As a really basic take on the question (which I believe many are complexifying in completely unrelated directions), one way to interpret evolution theory is that evolution is feature-oriented. Organisms that have better features than others for a given environment have a competitive advantage and survive. Because the ecosphere is of limited size and volatile, over time a competitive pressure develops for organisms to provide better sets of features, which leads to greater complexity in order to provide these features in the most flexible manner - simply because an organism can't implement more features without greater complexity.
posted by azazello at 4:45 PM on February 19, 2005


billions of years and in one day I can generate more of them in an Erlenmeyer flask than there have ever been humans to walk the Earth. From this perspective, the absurdity of an idea like "evolutionary drive towards" or "evolutionary success" may become more apparent.

This is sort of the point I was trying to make with evolution as diffusion. We only need "features" because we are forced to inhabit the farthest reaches of the adaptive landscape. It doesnt make us better, it just makes us equipped for the environment we are forced to inhabit.
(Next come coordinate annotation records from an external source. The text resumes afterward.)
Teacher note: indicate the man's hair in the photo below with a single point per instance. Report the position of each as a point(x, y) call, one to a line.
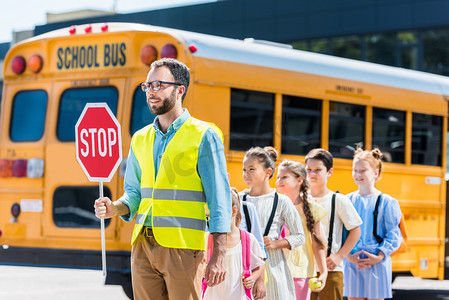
point(323, 155)
point(178, 69)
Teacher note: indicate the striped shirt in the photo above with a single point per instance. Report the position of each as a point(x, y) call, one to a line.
point(280, 283)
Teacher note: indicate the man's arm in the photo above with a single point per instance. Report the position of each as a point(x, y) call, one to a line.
point(128, 205)
point(216, 268)
point(213, 173)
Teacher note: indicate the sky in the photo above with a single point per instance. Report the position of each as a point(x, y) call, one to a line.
point(18, 15)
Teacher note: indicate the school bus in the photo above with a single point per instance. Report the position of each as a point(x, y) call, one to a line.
point(259, 93)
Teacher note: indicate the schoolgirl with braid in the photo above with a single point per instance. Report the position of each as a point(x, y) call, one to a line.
point(292, 182)
point(368, 269)
point(274, 211)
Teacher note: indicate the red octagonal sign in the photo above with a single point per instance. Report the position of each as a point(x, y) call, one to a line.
point(98, 142)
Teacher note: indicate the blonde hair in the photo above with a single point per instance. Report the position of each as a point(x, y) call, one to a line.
point(299, 170)
point(267, 156)
point(373, 157)
point(236, 203)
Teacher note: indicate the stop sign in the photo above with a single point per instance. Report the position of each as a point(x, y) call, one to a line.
point(98, 142)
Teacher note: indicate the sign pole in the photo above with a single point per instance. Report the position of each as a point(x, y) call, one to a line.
point(98, 151)
point(103, 239)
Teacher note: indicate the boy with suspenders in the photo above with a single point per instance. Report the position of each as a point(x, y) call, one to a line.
point(319, 166)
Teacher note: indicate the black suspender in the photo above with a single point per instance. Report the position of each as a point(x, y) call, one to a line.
point(376, 213)
point(331, 227)
point(245, 210)
point(273, 212)
point(270, 220)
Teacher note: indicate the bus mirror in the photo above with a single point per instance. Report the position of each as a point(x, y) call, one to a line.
point(148, 54)
point(35, 63)
point(169, 51)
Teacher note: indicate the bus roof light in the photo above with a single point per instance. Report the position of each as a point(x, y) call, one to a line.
point(5, 168)
point(193, 48)
point(15, 210)
point(18, 64)
point(104, 27)
point(88, 29)
point(35, 168)
point(169, 51)
point(35, 63)
point(148, 54)
point(19, 168)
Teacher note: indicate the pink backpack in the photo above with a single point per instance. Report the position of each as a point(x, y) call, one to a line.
point(246, 258)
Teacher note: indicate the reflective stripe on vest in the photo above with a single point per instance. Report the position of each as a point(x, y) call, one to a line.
point(176, 197)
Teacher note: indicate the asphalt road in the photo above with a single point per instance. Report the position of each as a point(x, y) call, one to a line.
point(32, 283)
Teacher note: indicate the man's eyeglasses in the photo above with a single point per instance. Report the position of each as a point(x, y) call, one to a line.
point(155, 85)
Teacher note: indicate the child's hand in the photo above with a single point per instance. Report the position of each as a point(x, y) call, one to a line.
point(259, 290)
point(369, 259)
point(354, 258)
point(248, 282)
point(269, 243)
point(322, 278)
point(333, 261)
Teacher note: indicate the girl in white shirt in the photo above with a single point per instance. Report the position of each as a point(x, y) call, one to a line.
point(233, 287)
point(258, 168)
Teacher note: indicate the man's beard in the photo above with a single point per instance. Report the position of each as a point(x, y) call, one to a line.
point(167, 105)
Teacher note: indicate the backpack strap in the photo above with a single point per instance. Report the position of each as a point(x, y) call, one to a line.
point(245, 210)
point(273, 212)
point(376, 213)
point(210, 247)
point(246, 257)
point(331, 226)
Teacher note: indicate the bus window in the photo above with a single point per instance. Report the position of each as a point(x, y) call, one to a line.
point(252, 115)
point(301, 124)
point(389, 133)
point(28, 116)
point(346, 128)
point(73, 206)
point(426, 139)
point(141, 115)
point(72, 104)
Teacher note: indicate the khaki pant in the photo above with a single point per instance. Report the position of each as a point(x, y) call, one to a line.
point(160, 273)
point(333, 290)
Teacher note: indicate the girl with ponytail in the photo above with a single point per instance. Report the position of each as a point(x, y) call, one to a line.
point(292, 182)
point(367, 268)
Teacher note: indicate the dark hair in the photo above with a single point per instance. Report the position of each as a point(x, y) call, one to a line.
point(236, 203)
point(323, 155)
point(299, 170)
point(178, 69)
point(373, 157)
point(267, 156)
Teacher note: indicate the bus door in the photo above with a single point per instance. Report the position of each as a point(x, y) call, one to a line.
point(24, 112)
point(69, 194)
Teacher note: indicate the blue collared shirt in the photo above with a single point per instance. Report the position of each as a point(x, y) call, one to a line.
point(211, 169)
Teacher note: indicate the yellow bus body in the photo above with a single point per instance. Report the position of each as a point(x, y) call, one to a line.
point(217, 65)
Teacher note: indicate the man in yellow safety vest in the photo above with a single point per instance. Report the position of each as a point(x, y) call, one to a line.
point(174, 168)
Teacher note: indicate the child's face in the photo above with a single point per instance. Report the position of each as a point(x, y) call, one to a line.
point(317, 173)
point(254, 173)
point(287, 182)
point(363, 173)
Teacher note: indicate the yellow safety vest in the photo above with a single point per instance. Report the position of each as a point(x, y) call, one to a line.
point(176, 195)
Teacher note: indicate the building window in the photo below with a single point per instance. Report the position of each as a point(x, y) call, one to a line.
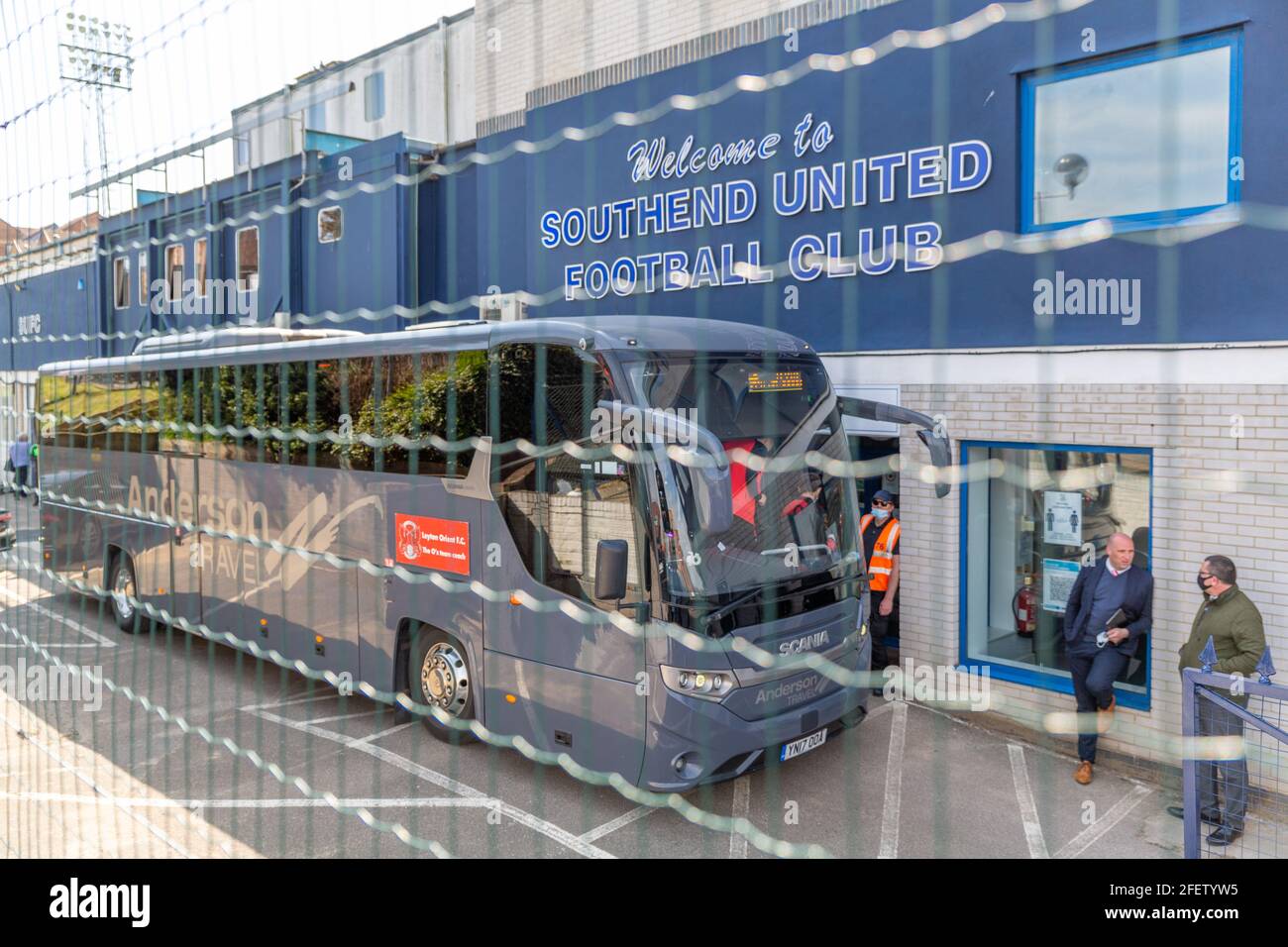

An analogy: The Prokaryotes are like a civilization that has occupied a rich tropical region. We have been forced to move out and become Himalayan mountain dwellers. Just because we have fancy things like Oxygen Tents and Climbing Gear doesnt necessarily make us more fortunate.
posted by vacapinta at 4:56 PM on February 19, 2005


Thanks for your answers, and a special thank you to Delmoi for The Loom. I've just read "Eyes, part two". Excellent.

Some of you seem to think I said "better" (and proceed to explain that single celled organisms are just as evolutionary successful as humans), but I didn't. I said "more complex", as in large organisms compared to single celled life, animals compared to plants. And let's not get lost in definitions. Complexity might be a... well, a complex concept, but it shouldn't be hard to see that a gazelle is a more complicated organism than an amoeba.
posted by Termite at 11:16 PM on February 19, 2005


As a biologist who studies evolution I was pleased at how spot-on so many of these answers were. Few people fell into the pitfalls of teleology or anthropocentrism.

Termite, sure, I will give you that. In almost every metric you could think of, a gazelle is more complex than an amoeba. But as baphomet asked, is a horse or a human more complex? Why? There are too many different ways to answer that question that I don't think it can be done definitively.
posted by grouse at 4:30 AM on February 20, 2005


what baphomet said. ecologists only recently have begun making the point that there isn't one straightforward way to talk about complexity, because different animals have different strengths and weaknesses to suit their particular needs. i think the major example my prof cited most was molluscs; they seem incredibly simple physiologically, but some have some really freaky mental wiring that allows them to do certain tasks far better than say, birds or other more "complex" animals.